Differential Equation - Why do beams break?

Question

I've never studied physics before and I'm a Maths major. But I do have a physics-related differential equation question which I need help on.

Given the beam deflection equation: $$F(x) = EI \frac{d^4u}{dx^4}$$ where $E$ is the Young's Modulus, $I$ is the moment of inertia.

I found that $u(x)$ implies the displacement, $u'(x)$ implies change in displacement, $u''(x)$ implies the bending moment and $u'''(x)$ is the sheer force of the beam.

And relating this formula to a 'breaking a spaghetti' situation- where a spaghetti eventually breaks when we bend it at both ends. Why does that happen? Does the spaghetti break into two because of the maximum bending moment of the spaghetti is exceeded? or the sheer force is exceeded? Or is there any other reasons?

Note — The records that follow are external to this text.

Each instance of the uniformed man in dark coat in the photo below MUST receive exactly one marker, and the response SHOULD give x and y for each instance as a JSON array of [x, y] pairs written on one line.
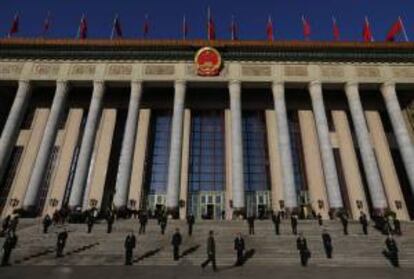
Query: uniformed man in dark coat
[[392, 251], [163, 223], [190, 223], [344, 220], [276, 222], [211, 252], [294, 223], [250, 221], [8, 245], [129, 246], [304, 252], [47, 222], [364, 222], [239, 247], [176, 242], [327, 244], [61, 242]]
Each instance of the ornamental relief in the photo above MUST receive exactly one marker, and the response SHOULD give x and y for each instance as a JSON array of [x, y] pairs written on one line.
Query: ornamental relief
[[153, 70], [258, 71], [300, 71], [119, 70], [9, 69]]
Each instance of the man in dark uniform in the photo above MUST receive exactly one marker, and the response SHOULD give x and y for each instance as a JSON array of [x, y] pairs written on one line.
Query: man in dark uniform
[[211, 252], [294, 223], [176, 242], [61, 242], [239, 247], [344, 220], [327, 244], [250, 221], [364, 222], [47, 221], [8, 245], [129, 246], [190, 223], [276, 222], [163, 223], [304, 252], [392, 251]]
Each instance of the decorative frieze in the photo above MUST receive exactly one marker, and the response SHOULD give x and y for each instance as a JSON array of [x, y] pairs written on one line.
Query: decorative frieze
[[153, 70], [300, 71]]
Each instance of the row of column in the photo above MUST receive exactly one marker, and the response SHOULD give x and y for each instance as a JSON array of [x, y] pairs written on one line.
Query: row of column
[[15, 117]]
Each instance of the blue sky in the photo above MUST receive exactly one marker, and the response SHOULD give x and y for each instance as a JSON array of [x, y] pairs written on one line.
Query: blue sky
[[165, 17]]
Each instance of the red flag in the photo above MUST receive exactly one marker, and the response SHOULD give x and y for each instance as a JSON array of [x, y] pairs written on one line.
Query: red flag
[[233, 29], [306, 28], [366, 32], [269, 29], [146, 26], [15, 25], [185, 28], [116, 28], [83, 28], [335, 29], [211, 30], [396, 29]]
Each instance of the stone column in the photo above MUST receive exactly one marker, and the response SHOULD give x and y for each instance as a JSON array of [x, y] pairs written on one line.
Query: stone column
[[82, 167], [400, 130], [369, 162], [48, 140], [12, 126], [236, 147], [127, 149], [328, 161], [174, 166], [289, 189]]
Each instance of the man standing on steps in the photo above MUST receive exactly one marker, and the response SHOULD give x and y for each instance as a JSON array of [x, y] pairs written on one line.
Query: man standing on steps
[[129, 246], [61, 243], [176, 242], [239, 247], [302, 246], [190, 223], [276, 222], [8, 245], [294, 223], [250, 221], [327, 243], [364, 222], [211, 252]]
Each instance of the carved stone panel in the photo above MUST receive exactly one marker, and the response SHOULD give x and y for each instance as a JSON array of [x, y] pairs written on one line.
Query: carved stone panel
[[300, 71], [368, 72], [155, 70], [258, 71]]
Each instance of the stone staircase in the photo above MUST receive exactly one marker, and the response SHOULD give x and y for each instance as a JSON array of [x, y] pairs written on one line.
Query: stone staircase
[[264, 248]]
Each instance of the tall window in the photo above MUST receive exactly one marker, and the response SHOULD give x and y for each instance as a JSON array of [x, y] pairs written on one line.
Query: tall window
[[159, 152], [207, 152], [256, 166]]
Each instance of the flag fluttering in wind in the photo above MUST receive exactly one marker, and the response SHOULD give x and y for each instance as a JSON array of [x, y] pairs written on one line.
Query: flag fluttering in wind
[[269, 29], [146, 26], [366, 32], [211, 30], [83, 28], [306, 28], [335, 30], [116, 28], [233, 29], [185, 28], [15, 26], [396, 29]]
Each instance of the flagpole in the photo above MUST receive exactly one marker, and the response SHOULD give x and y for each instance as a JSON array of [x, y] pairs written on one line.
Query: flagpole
[[403, 28]]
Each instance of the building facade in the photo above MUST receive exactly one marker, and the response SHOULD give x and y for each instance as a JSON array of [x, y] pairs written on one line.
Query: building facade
[[280, 126]]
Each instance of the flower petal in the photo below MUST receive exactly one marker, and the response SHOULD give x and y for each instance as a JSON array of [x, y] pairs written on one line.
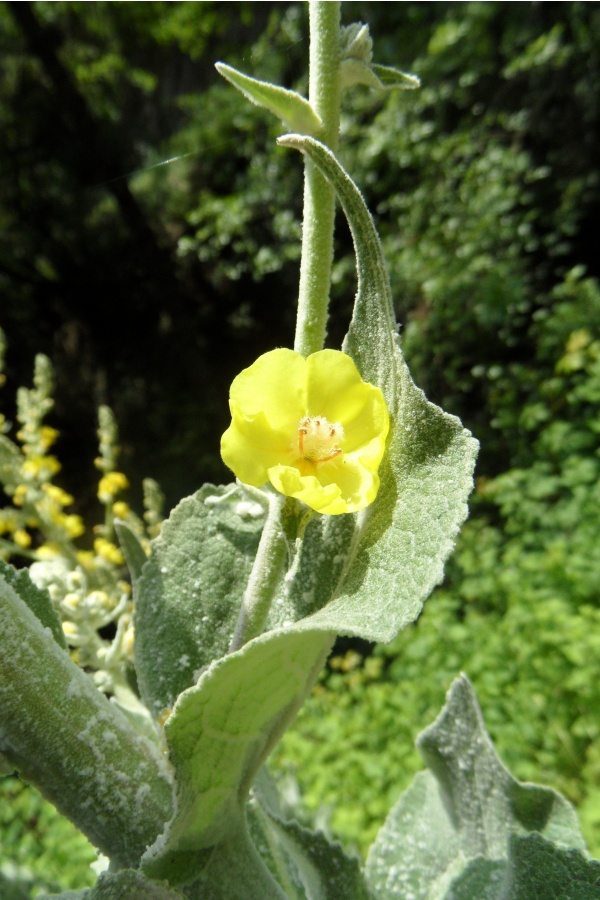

I apologize if any of the terms here are inaccurate. Thank you!

Answer 1

Given the beam deflection equation: $$F(x) = EI \frac{d^4u}{dx^4}$$ where $E$ is the Young's Modulus, $I$ is the moment of inertia.

That equation is only approximately valid, and then only in the case where several simplifying assumptions apply. Those simplifying assumptions include

• The load $F(x)$ is a continuous function of position.
• The resulting deflections are small compared to beam length.
• The response is linear.
• The response is elastic.

The above is not a complete list.There are several other simplifying assumptions that go into making the equation you wrote be approximately valid.

Each of those four simplifying assumptions does not pertain in the case of applying sufficient large bending moments at the ends of a piece of spaghetti. Breaking is an obvious example of a nonlinear inelastic response. The equation simply does not apply.